第82話 こころからのしゃざいを

 オレの感傷的な気分はさておき、広間は微妙な空気につつまれた。

 そんなとき、いち早く動いた者がいた。

 ノアだ。

 先ほどの笑顔はどこへやら、無表情でツカツカとクローヴィスの方へ歩み寄る。

 そして、倒れた椅子を元に戻そうとした。

 少しばかり力がたりず、手をこまねいていたが、側にいる赤い髪の女性に手伝ってもらい元に戻した。

 それから、クローヴィスを睨み付ける。


「どうして、そんなこと言うの?」

「ノア……?」


 ノアが怒っている。

 クローヴィスは、ノアの怒っている姿に気圧されているようだ。


「お母さんが迎えにきてくれたんだよ」

「ボクは……」

「なんで迎えに来てくれたのに、どうしてそんなこと言うの? 私なんて、私なんて、ママが……ママが……」


 怒ったままノアがポロポロと涙を流す。


「ノア……ボクは……」

「嫌い。クローヴィスなんか、一人で帰れ! 知らない!」


 呆然としたクローヴィスを両手で押し出すように突き飛ばす。

 よろめき尻餅をついた彼を見ることなく、ノアは部屋から飛び出していった。

 その様子をテストゥネルは、カップを片手にじっと見ていた。

 しばらくしてカタリとカップをさげ、クローヴィスに向き直り語りかけた。


「クローヴィス。其方は、ここで、この部屋で心細い思いをしたときに、あの娘に助けてもらったのであろ? 少なくとも、あの娘にだけは礼と謝罪はせねばなるまい」

「おか……母上」

「謝罪は……そうじゃな、お前しか見たことのない景色を見せるのはどうじゃな。背にでものせて、あそこならしっかりと礼も言えるであろ」

「……いいのですか?」


 テストゥネルの言葉に、信じられないといった様子でクローヴィスが聞き返す。


「妾が許す。少なくとも其方は、それだけのことをあの娘にしたのじゃ。はよ行け」

「はい」


 ポンと背中を叩かれたクローヴィスは元気よく返事し、はじかれるように部屋から出て行った。

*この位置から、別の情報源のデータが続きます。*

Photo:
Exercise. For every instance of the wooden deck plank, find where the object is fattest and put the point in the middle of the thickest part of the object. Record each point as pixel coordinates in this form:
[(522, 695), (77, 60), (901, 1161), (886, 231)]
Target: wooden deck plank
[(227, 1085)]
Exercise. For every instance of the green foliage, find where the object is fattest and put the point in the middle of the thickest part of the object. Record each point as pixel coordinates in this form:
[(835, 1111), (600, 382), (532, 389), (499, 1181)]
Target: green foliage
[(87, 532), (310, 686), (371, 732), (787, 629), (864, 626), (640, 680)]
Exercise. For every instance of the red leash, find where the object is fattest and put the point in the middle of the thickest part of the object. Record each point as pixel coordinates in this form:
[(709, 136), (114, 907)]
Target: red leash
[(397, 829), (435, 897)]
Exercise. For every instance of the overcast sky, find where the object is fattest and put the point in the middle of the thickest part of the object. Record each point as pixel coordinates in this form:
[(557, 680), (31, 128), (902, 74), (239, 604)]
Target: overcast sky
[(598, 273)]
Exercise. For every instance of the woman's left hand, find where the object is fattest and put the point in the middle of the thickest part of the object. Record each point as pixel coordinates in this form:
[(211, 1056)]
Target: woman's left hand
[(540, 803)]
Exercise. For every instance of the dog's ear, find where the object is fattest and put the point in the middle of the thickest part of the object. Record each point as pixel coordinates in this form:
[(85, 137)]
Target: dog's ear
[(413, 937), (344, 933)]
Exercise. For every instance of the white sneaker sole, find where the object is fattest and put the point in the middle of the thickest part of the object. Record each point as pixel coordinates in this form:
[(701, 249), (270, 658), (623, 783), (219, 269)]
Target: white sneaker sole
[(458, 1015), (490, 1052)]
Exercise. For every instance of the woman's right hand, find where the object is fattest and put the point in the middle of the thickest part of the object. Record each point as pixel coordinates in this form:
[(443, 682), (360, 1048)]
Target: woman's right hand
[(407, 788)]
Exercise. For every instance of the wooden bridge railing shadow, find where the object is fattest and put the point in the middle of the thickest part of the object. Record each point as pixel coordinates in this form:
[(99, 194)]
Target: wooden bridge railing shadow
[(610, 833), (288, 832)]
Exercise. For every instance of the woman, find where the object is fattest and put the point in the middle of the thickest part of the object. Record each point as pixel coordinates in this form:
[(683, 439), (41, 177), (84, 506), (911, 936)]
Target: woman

 その様子を見届けた後、テストゥネルは、部屋の隅に片付けられた魔法陣へと歩みよった。


「妾も頭に血が上っておったわ。よくよく考えれば、このような魔法陣でクローヴィスが、意思に反して呼ばれるなどということは、あり得ぬことだったのじゃ」

「どういうことでしょうか?」

「いくら子供といえど、龍神に連なる者。抵抗することは容易い」


 つまり望んで召喚されたということか?


「抵抗しなかったというのは、考えにくいと思います」

「いや、あの子のことじゃ。好奇心にまけて、召喚の誘いにのったのであろ。そして、誘いにのったのは良いがすぐに不安になってしまった……どうせ、そんなところじゃ」

「そうですか」


 ノアが大魔力で無理矢理つれてきたわけでないのか。

 今更のことだが、すこしだけホッとする。


「そして、これもじゃ」


 逆召喚の魔法に使うために作った木製の短剣を、テストゥネルは手に取る。


「理由があって帰るのを嫌がったようであるな。それで、あの子は逆召喚の魔法に抵抗したわけじゃ」


 魔法が失敗したのは、クローヴィスが抵抗したからだったのか。


「クローヴィス様は、寂しかったのでしょうか」


 カガミが呟くようにテストゥネルに問いかけた。


「さてな……、そうかもしれぬ。国の者は皆が特別扱いしておるからの。同年代の友人がいるかと言われれば……おらぬな」


 そう考えるとクローヴィスの行動が納得いく。

 いろいろあったが、しょうが無いか。寂しかったんじゃな。


「クローヴィス様、ノアお嬢様とお話してて楽しそうだったでち」


 とても小さな声で、チッキーがそんなことを言った。


「だがしかし、迷惑はかけておる。自らの子供がかけた迷惑じゃ、妾も何らかの詫びをせねばなるまい」


 詫び、か……。

 聞きたいことはあるが、詫びといわれても、特にないな。

 いや、もしかしたら龍神の力とやらで元の世界に戻ったりできるのか?

 それなら、帰りたいという同僚の希望も叶えられるかもしれない。


「それではテストゥネル様、一つ質問があるのですが……」


 そんな最初のオレの質問は頭に響いた声に遮られる。


『其方の質問は、あの獣人に聞かれてもいいものかえ』


 やばいやばい、そうだった。

 というより、テストゥネルは……いや、テストゥネル様は思考を読めるんだった。


「あのハロルド様……じゃなかった。ハロルドという子犬を探しているのですが、何処にいるか教えていただけますか?」


 オレの質問をうけて、テストゥネル様は上を見上げてボーッとした様子をみせる。

 探してくれているのだろう。


「うむ。其方らが探している子犬は、ここより西にいるな。海上か。多数の男女と一緒におるな……そうか船に乗っておるのか……」

「何処にいるのか分かったっス……いや、分かったのですか?」

「そうさな。遙か西にある船に乗っておるな。おそらく、こちらへと向かっておる」


 遙か西か。しかし、何で船に乗っているのだろう。


「もしかしたら、誰かがギルドの依頼をみてくれたんじゃない?」

「そうっスね。それで連れてきてくれてるとか」


 なるほど、それなら船に乗っている理由もわかる。世の中には親切な人もいるものだ。

 望みのある回答に、皆が笑顔になる。


「ジタリア、茶が切れておる。かわりを」


 そんななか、テストゥネルはカップを指で軽くはじき、後ろに控えていた女性に命じる。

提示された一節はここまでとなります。